Americans consumed 37 billion pounds of cheese in 2017 alone. But despite having a collective love for this dairy product, it’s not enough to put a dent in the country’s cheese surplus that now amounts to 1.4 billion pounds. This cheese mountain measures roughly about 900,303 cubic yards, which is about the size of the U.S. Capitol Building.
How did the country’s cheese surplus grow so huge in the first place?
Too Much Supply, Diminishing Demand
The short answer: the country has an oversupply of milk, which leads to an excessive amount of cheese. The stockpile began accumulating years ago when milk production started to outpace the rates of consumption. In 2008, the US increased its milk production by 13 percent. But Americans had started to slowly cut milk from their meals in the same period. Some had turned to vegan alternatives, like soy or almond milk, because of lifestyle choices or medical conditions.
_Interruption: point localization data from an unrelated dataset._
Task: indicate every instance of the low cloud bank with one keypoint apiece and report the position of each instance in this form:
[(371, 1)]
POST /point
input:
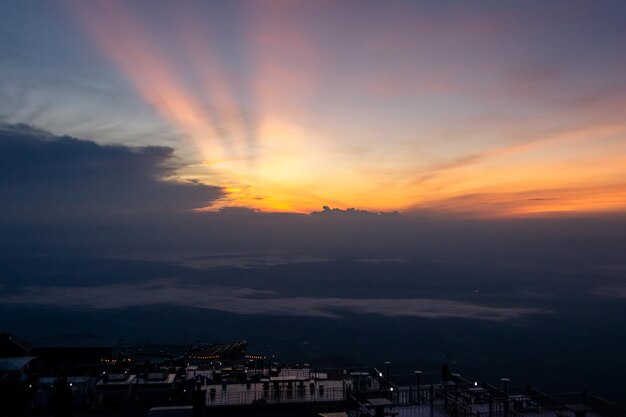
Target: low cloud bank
[(252, 301)]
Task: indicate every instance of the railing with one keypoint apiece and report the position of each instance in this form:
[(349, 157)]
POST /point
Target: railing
[(555, 402), (226, 398)]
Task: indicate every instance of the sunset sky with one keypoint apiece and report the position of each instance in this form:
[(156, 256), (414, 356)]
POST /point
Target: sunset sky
[(472, 109)]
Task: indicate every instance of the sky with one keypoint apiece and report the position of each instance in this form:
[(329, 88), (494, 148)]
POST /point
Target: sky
[(479, 109), (327, 179)]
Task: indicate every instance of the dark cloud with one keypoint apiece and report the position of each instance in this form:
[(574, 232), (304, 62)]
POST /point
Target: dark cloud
[(327, 211), (255, 302), (43, 176)]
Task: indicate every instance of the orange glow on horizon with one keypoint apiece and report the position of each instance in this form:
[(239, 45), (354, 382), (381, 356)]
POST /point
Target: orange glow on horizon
[(271, 158)]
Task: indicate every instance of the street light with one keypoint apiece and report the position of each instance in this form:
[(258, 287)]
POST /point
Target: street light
[(506, 395), (456, 385), (387, 363), (417, 385)]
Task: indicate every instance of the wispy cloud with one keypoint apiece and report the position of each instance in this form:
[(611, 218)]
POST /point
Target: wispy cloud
[(253, 301)]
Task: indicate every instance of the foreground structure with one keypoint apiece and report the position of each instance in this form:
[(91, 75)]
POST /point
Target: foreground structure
[(116, 379)]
Americans aren’t consuming milk as they were years ago. In the 1970s, the country drank about 30 gallons of milk. Today, it’s about 18 gallons.
Rather than leave it to spoil, the excess milk is then turned to cheese because of its longer shelf life. The problem is that the country isn’t eating that much cheese as well. For similar reasons (lifestyle and medical conditions),people are refraining from processed cheeses. String cheese and those kinds that fast-casual restaurants use in burgers and sandwiches are seeing declining sales. People are upgrading to specialty, more expensive cheeses. These are imported, so this boom results in slower movements in the country’s own cheese market.
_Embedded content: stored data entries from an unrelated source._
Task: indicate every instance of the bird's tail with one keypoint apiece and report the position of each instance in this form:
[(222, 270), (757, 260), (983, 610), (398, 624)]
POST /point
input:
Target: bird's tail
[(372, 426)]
Obviously, Americans can’t just sit down and eat as much cheese as they can to topple the mountain of dairy. So what is the country going to do with 1.4 billion pounds of cheese?
Wisconsin is the country’s number one cheese-producing state. Making over 2.8 billion pounds of each year, the state accounts for one out of every four pounds of the U.S. cheese supply. In response to the growing oversupply, Travel Wisconsin or the Wisconsin Department of Tourism is urging travelers to dig into the cheese surplus. With the slogan “Take a bite out of our cheese surplus,” the department is inviting tourists to try the state’s most popular and most abundant food item.
Wisconsin makes some of the highest quality cheeses in the US. Monroe is the only producer of Limburger, which is notorious for being the foulest smelling cheese in the world. Wisconsin is also home to the famous cheddar cheese curds, a rare dairy product because of the production process and short shelf life.
Travel Wisconsin holds more than 13 festivals dedicated to cheese alone to attract tourists from around the world to bite into the U.S. cheese surplus.
Apart from targeting travelers, the U.S. government has other initiatives to solve the overabundance of cheese, like the government cheese program. Talks about increasing the production of nonfat dry milk to lessen cheese manufacturing are already underway. Hopefully, these efforts would be enough to address the imbalance in the cheese market.